Instantly share code, notes, and snippets.

Show Gist options
  • Select an option

  • Save thebream/a9ae1e54f92db58cfafd3c0bfb83dc3f to your computer and use it in GitHub Desktop.

Select an option

Save thebream/a9ae1e54f92db58cfafd3c0bfb83dc3f to your computer and use it in GitHub Desktop.
Remediation script for e1000e network driver hang on Proxmox VE

Check recent system journal entries for "hang detected" message(s), and if found then reset network interface.

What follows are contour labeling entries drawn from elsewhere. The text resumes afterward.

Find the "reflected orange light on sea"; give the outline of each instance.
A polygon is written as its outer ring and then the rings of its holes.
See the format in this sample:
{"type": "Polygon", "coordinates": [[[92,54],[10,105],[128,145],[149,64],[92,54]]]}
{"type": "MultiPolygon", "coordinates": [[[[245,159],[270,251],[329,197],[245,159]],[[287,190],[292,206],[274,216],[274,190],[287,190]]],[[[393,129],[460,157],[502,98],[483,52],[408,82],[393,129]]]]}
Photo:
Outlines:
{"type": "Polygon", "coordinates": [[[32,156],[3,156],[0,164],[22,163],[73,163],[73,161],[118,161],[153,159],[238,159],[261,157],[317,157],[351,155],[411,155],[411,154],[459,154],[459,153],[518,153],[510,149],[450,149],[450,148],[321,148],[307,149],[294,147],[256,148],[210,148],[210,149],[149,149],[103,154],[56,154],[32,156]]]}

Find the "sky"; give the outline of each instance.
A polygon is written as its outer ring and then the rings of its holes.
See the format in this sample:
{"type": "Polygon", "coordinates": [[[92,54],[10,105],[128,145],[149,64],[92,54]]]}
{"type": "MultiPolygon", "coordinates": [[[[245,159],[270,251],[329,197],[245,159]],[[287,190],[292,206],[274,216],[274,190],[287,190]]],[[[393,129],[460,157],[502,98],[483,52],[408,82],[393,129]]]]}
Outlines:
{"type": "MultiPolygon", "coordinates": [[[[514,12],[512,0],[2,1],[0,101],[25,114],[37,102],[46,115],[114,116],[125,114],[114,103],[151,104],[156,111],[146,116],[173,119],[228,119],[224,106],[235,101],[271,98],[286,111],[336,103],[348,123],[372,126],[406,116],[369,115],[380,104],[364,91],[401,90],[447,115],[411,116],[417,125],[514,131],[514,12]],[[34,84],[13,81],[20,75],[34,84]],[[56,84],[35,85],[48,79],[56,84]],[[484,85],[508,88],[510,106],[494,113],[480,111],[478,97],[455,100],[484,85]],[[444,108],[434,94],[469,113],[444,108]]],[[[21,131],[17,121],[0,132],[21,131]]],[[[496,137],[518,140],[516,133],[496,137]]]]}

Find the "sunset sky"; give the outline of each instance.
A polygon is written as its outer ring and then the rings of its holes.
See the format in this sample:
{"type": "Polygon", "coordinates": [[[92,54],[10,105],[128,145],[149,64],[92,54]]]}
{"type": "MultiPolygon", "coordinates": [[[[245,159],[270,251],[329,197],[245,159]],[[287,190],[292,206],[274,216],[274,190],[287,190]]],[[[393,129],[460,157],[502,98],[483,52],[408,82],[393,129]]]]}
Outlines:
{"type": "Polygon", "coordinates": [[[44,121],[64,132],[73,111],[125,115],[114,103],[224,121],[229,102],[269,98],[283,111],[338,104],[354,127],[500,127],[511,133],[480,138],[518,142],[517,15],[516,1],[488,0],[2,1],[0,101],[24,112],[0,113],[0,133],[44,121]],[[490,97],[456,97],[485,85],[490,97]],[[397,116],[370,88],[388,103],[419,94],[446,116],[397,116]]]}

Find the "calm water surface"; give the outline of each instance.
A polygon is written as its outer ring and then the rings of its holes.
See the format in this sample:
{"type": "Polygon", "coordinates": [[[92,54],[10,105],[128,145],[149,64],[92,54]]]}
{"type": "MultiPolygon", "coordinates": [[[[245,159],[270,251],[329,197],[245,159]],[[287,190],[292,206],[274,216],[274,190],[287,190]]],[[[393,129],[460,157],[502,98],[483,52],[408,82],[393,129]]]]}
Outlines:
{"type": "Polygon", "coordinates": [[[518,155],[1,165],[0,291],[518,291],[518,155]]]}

Workaround until driver / kernel fixed.

TLDR; Quick start

  1. Copy attached script to somewhere, e.g. /root/cron/hangcheck2.sh
  2. If your interface name is not eno1 then update the ifup and ifdown commands
  3. Review code for your peace of mind (after all, this script is going to be running as root!)
  4. Give it a test run:
    tim@tim-nuc10:~$ /root/cron/hangcheck2.sh -vv
    Verbosity is: 2
    2025-11-20 10:52:48: No network hang detected, exiting
    
  5. Add entry to root crontab, e.g. run every 10 minutes, starting at 2 minutes past the hour:
    2,12,22,32,42,52 * * * * /root/cron/hangcheck2.sh >> /var/log/hangcheck2.log || echo "CRON JOB FAILED"
    

Reference

https://forum.proxmox.com/threads/e1000-driver-hang.58284/

Background

System tested on

Intel NUC 10 (NUC10i5FNH) with I219-V integrated onboard LAN using e1000e driver:

root@tim-nuc10:~# lspci | grep Ethernet  
00:1f.6 Ethernet controller: Intel Corporation Ethernet Connection (10) I219-V

root@tim-nuc10:~# ethtool -i eno1  
driver: e1000e  
version: 6.8.12-14-pve  
firmware-version: 0.6-4  
expansion-rom-version:  
bus-info: 0000:00:1f.6  
supports-statistics: yes  
supports-test: yes  
supports-eeprom-access: yes  
supports-register-dump: yes  
supports-priv-flags: yes

Example error from system journal

When network has hung, these errors occur about every 2 seconds). Verbose output shown here:

root@tim-nuc10:~# journalctl --since "2025-11-19 05:00:03" --until "2025-11-19 05:00:04" -o verbose
Wed 2025-11-19 05:00:03.609642 AEDT [s=357c571eab6d4965951303c26dfdd3c1;i=1cadd5;b=d3f13914711347d9b09a19db19ba1dd2;m=4>
    _BOOT_ID=d3f13914711347d9b09a19db19ba1dd2
    _MACHINE_ID=4dd372840ba9458ea51b7ea0e1828448
    _HOSTNAME=tim-nuc10
    _RUNTIME_SCOPE=system
    _TRANSPORT=kernel
    SYSLOG_FACILITY=0
    SYSLOG_IDENTIFIER=kernel
    PRIORITY=3
    _KERNEL_SUBSYSTEM=pci
    _KERNEL_DEVICE=+pci:0000:00:1f.6
    _UDEV_SYSNAME=0000:00:1f.6
    _SOURCE_MONOTONIC_TIMESTAMP=4956951916911
    MESSAGE=e1000e 0000:00:1f.6 eno1: Detected Hardware Unit Hang:
              TDH                  <e9>
              TDT                  <9>
              next_to_use          <9>
              next_to_clean        <e9>
            buffer_info[next_to_clean]:
              time_stamp           <2273268d5>
              next_to_watch        <ea>
              jiffies              <227716f00>
              next_to_watch.status <0>
            MAC Status             <40080083>
            PHY Status             <796d>
            PHY 1000BASE-T Status  <3800>
            PHY Extended Status    <3000>
            PCI Status             <10>

(Note that the network interface name, "eno1", is in the first line of the MESSAGE field above. The script could parse that line to get name instead of hard-coding it)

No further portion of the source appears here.